About a month ago, I designed and built my first LED lighted oak box to display a Bluebird stained glass panel. I documented this project, including my Lessons Learned.....and you can read about this project here.
I went to Lowest and shopped their LED light department. I tried searching online, but there are way too many different types of LED lighting for my brain to get a handle on. I need to touch and feel them, plus see how large they are. Lowes basically had 3 types of LED fixtures that might work in this application of lighting a stained glass panel......
1. LED strips
2. LED Puck lights. These are round. You can get a single one, or they come in groups of 3.
3. LED under-cabinet bar
I decided to try the LED under-cabinet bar type fixture. It is about 12 inches long, which is the shortest length one that Lowes stocked.
I took a cardboard box that was about 3.5 inches deep, and cut a hole in the top, just slightly smaller than the Massey-Harris stained glass panel.
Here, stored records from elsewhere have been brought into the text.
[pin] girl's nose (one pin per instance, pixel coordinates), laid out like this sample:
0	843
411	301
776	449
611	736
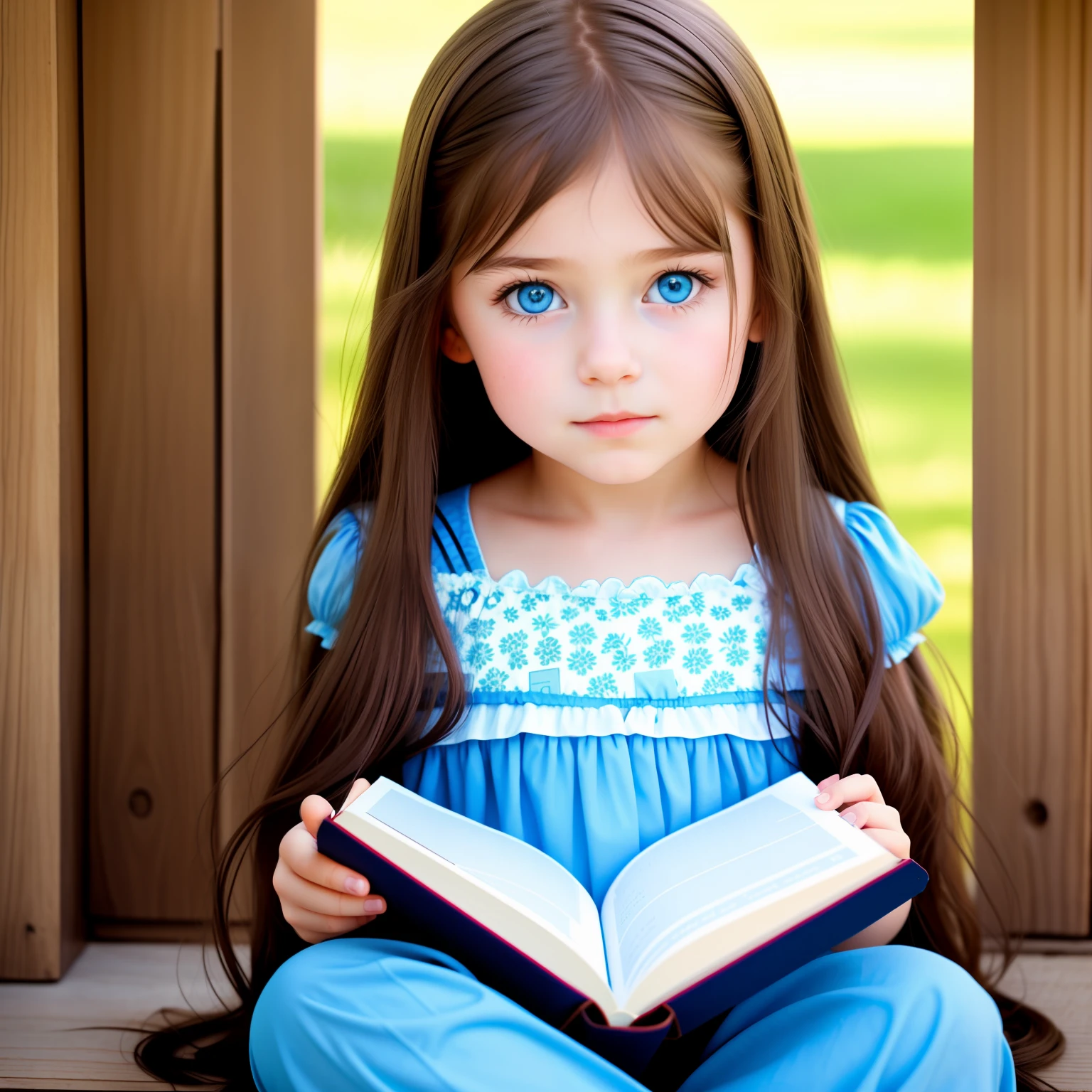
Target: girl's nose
606	355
I then gave 1 coat of white paint to the inside of the box, to make the light reflect better around the inside of the box.
This is a quick and dirty way to do some test work, versus building a wood box.
While I was at Lowes, I searched and found a small sheet of plastic. I sanded both sides with 60 grit sandpaper, using my orbital sander. I washed off the dust using water and a rag.
To hold up the acrylic sheet in the cardboard box, I made some 3/4x3/4 by 1.75 inch long wood blocks, 4 of them, to act as temporary legs to hold up the plastic sheet. I cut a hole in the side of the cardboard box to run the plug-in out of .
This is what the panel looks like in my window-well with partial sunlight........
I did the experiments in a completely dark basement room.
I am using my digital Canon camera to photograph the test results. But, I learned on my test work on the Bluebird project, that the camera is more sensitive to brightness levels than the human eye. It was very easy to do this testing, using the cardboard box set-up shown above.
I learned a lot about the use of LED lighting on the previous Bluebird project..........and I continued to learn more doing the Massey-Harris tractor test work.
It appears you get the best results when you shine the LED chips parallel to the stained glass panel, and not perpendicular to the panel.
The LED light bars are definitely a big labor time saver compared to messing around with all the retaining clips required to hold LED strip lights in place.
I may buy 1 more of these LED light bars, and try having 2 of them to light an 8x10 inch stained glass panel. I will put them top and bottom, or maybe try them on each side of the box. Unfortunately 2 plug ins will be required, if I actually use this method on a real project.
If you are doing your first LED lit stained glass project, I would probably use the cardboard box method I used above, to make sure your wood box design with the LED lights gives you the effect you want. It is very quick testing to do, to make sure your final project will be ok.